M, JCP, KSS - Internet Traffic
Takeaway: Retail numbers per ICSC and Redbook show that the last few weeks have been relatively strong. But it's interesting to see that Internet traffic has ticked down ever so slightly. This might very well be seasonal (we're looking into it), but on a relative basis, we see that JC Penney is still within striking distance of Macy's. That's good for both of them. KSS not only remains behind the pack, but it appeared to tick down before the peer group over the past three weeks. Not enough to draw a major conclusion. But enough for us to remain confident in our KSS short.
LULU - Lululemon Founder Explores Buyout
"Advisers to Lululemon Athletica Inc. founder Dennis "Chip" Wilson have been sounding out private-equity firms, including Leonard Green & Partners, about taking the yoga-gear maker private..."

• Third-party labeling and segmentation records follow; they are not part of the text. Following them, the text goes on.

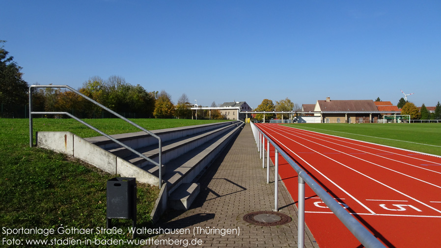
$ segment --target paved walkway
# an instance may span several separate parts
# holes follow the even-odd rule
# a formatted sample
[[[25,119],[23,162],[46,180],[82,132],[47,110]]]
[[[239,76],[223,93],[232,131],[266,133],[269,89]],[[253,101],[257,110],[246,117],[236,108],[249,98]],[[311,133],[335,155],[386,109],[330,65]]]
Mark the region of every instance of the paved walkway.
[[[279,183],[279,212],[290,216],[291,222],[261,226],[243,219],[250,212],[274,209],[273,173],[267,184],[266,169],[262,168],[251,128],[247,124],[199,179],[201,192],[191,208],[183,213],[166,212],[156,227],[190,233],[161,235],[156,239],[163,244],[167,244],[165,240],[181,244],[150,247],[297,247],[297,209],[283,183]],[[229,230],[238,233],[226,233]],[[206,233],[215,232],[218,233]],[[225,232],[222,235],[219,232]],[[199,244],[192,245],[192,241]],[[309,230],[305,247],[318,248]]]

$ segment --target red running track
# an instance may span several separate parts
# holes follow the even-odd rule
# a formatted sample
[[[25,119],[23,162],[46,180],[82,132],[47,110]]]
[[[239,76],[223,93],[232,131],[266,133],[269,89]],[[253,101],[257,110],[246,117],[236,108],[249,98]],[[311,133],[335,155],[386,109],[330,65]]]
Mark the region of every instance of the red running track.
[[[386,247],[441,247],[440,157],[277,124],[257,126]],[[279,174],[296,200],[297,174],[281,156]],[[363,247],[305,188],[305,222],[319,247]]]

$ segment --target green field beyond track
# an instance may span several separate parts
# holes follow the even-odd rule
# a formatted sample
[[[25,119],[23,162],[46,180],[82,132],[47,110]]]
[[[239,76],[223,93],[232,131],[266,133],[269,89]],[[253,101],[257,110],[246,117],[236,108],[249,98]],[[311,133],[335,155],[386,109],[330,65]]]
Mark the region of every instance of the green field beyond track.
[[[289,127],[441,156],[437,123],[304,123]]]
[[[84,120],[106,133],[112,135],[139,130],[118,119]],[[219,121],[136,119],[134,122],[148,130],[162,129]],[[34,119],[34,131],[70,131],[85,138],[99,134],[71,119]],[[35,133],[34,133],[35,136]],[[35,143],[35,137],[34,137]],[[11,235],[6,229],[30,228],[56,230],[60,227],[79,229],[106,227],[106,183],[114,175],[105,173],[94,167],[60,154],[29,146],[29,120],[0,118],[0,237],[6,240],[48,240],[57,242],[69,237],[84,240],[128,239],[120,235],[54,234]],[[158,187],[138,184],[138,227],[151,225],[150,214],[159,193]],[[132,222],[114,220],[125,231]],[[145,238],[140,237],[139,238]],[[22,245],[24,243],[22,243]],[[50,244],[50,243],[49,243]],[[0,243],[0,247],[6,244]],[[98,247],[99,246],[22,245],[24,247]],[[127,244],[111,247],[131,247]]]

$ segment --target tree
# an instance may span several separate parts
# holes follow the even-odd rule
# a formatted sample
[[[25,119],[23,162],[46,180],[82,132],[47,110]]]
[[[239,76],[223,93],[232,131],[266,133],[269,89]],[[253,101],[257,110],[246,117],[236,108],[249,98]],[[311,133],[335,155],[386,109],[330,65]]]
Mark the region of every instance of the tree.
[[[408,102],[401,108],[401,114],[410,114],[412,120],[419,120],[421,119],[421,113],[416,106],[412,103]]]
[[[0,43],[6,41],[0,40]],[[9,56],[9,52],[0,47],[0,104],[5,112],[15,111],[17,107],[28,103],[29,86],[22,76],[22,67]]]
[[[262,103],[261,103],[257,108],[256,108],[256,111],[274,111],[274,104],[273,103],[273,101],[269,99],[264,99],[263,101],[262,101]],[[258,120],[261,120],[263,119],[263,113],[258,113],[256,114],[256,118]],[[274,113],[265,113],[265,119],[268,120],[269,119],[272,119],[275,117],[276,115]]]
[[[189,98],[185,93],[182,94],[178,99],[178,104],[175,110],[175,115],[180,119],[190,119],[192,118],[192,110],[190,109],[190,103]]]
[[[398,102],[398,104],[397,104],[397,107],[398,107],[398,109],[401,109],[403,108],[403,106],[404,106],[407,102],[406,102],[406,100],[404,100],[404,98],[402,97],[401,99],[400,99],[400,101]]]
[[[288,97],[286,98],[281,100],[280,101],[277,102],[276,101],[276,111],[292,111],[293,109],[294,108],[294,104],[291,101]],[[284,113],[284,114],[277,114],[277,118],[281,119],[282,114],[283,115],[284,119],[288,119],[289,118],[290,114],[288,113]],[[265,116],[266,117],[266,116]]]
[[[434,120],[441,120],[441,105],[440,105],[440,102],[435,107],[435,112],[432,116]]]
[[[140,113],[145,117],[150,118],[153,116],[155,110],[154,92],[148,92],[139,84],[130,85],[128,100],[131,107],[131,111]]]
[[[430,120],[430,112],[427,110],[427,108],[426,108],[426,106],[424,105],[424,104],[423,104],[422,106],[421,107],[421,110],[420,110],[420,112],[421,113],[421,120]]]
[[[166,118],[173,117],[174,106],[171,102],[171,97],[165,90],[162,90],[158,95],[155,103],[155,118]]]

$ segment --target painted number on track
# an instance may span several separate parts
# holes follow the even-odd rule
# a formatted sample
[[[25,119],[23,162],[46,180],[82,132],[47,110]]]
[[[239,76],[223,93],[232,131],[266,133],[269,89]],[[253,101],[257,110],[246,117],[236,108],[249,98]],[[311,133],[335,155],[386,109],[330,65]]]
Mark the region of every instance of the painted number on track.
[[[342,205],[343,208],[348,208],[348,207],[349,207],[347,205],[343,203],[343,202],[339,202],[338,204]],[[314,205],[315,205],[316,207],[319,208],[329,208],[325,204],[325,203],[323,201],[316,201],[314,203]]]
[[[407,209],[406,209],[406,207],[409,207],[410,208],[413,208],[418,212],[422,212],[422,211],[412,206],[412,205],[392,204],[392,206],[393,206],[393,207],[386,207],[386,204],[380,204],[380,207],[383,208],[386,210],[389,210],[390,211],[405,211],[407,210]]]

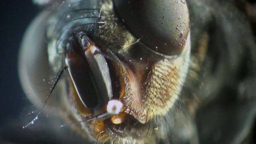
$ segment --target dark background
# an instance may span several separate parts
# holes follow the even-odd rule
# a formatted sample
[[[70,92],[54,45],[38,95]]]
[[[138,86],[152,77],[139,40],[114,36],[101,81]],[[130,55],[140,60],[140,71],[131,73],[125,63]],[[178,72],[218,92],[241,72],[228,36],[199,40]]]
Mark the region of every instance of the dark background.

Takeaway: Right in line with our thesis -- keeping in mind that a buyout is the least likely of all the outcomes we outlined on June 25 when we presented why LULU is worthy of being on our Best Ideas List as a long. We think that a strategic buyer is twice as likely as a 'Chip-led and PE-supported' buyout. But the greatest likelihood is that Wilson fails outright in his effort to control or sell the company, and he therefore defaults to selling all his stock. That's the highest return move for shareholders. See our separate LULU note from this morning for our rationale.
APP - Ousted American Apparel CEO Dov Charney Hands Over His Entire Stake To A Hedge Fund
"Dov Charney has handed over his entire stake and voting rights in the struggling retailer to Standard General LP, enabling the fund to negotiate directly with the independent directors over the company's future, two sources close to the matter said on Wednesday."
Takeaway: Charney would probably get nowhere with the Board on his own. Makes perfect sense for him to designate someone who could be more effective. Standard General has never been a holder before its recent 2Q filing. But 98% of its fund is Media General (MEG) which it bought over the past six months. The other two stocks are American Apparel, and the other staple of retail excellence that we call Radio Shack.
TGT - Leave the Guns Outside, Target Asks
"Target Corp. on Wednesday said it would "respectfully" ask customers to not bring guns into its stores, "even in communities where it is permitted by law," responding to a month-long campaign from a gun-control group."
Takeaway: This is such a hairy issue -- and one where we certainly won't take sides. But the reality is that allowing customers with gun permits to carry inside its stores clearly ruffles feathers with the soccer Mom crowd. But many -- if not most -- would shop there anyway. Unfortunately, the 4.8mm members of the NRA won't be too pleased with this decision, and might boycott Target outright. This is a tough call for Target, or any retailer for that matter.
COH - Lew Frankfort's Role at Coach Inc. Shifts to Part-time
"Lew Frankfort’s role as executive chairman of Coach Inc. is moving to part-time from full-time and his salary to $500,000 from $1.5 million."
Takeaway: Let me get this straight, the stock has lost 40% of its value in 12-months, and the company is still paying Frankfort $500k to work half as much as he has been? In the grand scheme of corporate governance issues, this is hardly egregious. But definitely seems odd.
ADS, EBAY, AMZN - Adidas lifts ban on sales via eBay, other online sites
""We have decided to extend our e-commerce guidelines to also include open market places: if our retail partners adhere to our criteria, there will be no restriction for online sales in any channel," Adidas said"
Takeaway: It's rarely a good sign when a company relaxes standards on selling through channels that it previously banned because they threatened the health of its business. It's possible, of course, that Adidas has finally devised a system to manage these accounts profitably. It's also possible that it simply needs the sales. We'll see how it's dot.com margins shape up in the coming quarters.
KR - Kroger to Buy Vitacost for $280 Million
Kroger Co., the largest U.S. supermarket chain, agreed to buy online retailer Vitacost.com Inc. (VITC) for $280 million to add a new channel for selling nutrition and healthy-living products.
FIVE - Five Below Announces Departure of Jeffrey Moore, EVP Merchandising
"Below, Inc., the leading retailer of trend-right, high-quality, extreme-value merchandise for pre-teens, teens and beyond, today announced the departure of Jeffrey Moore, EVP of Merchandising."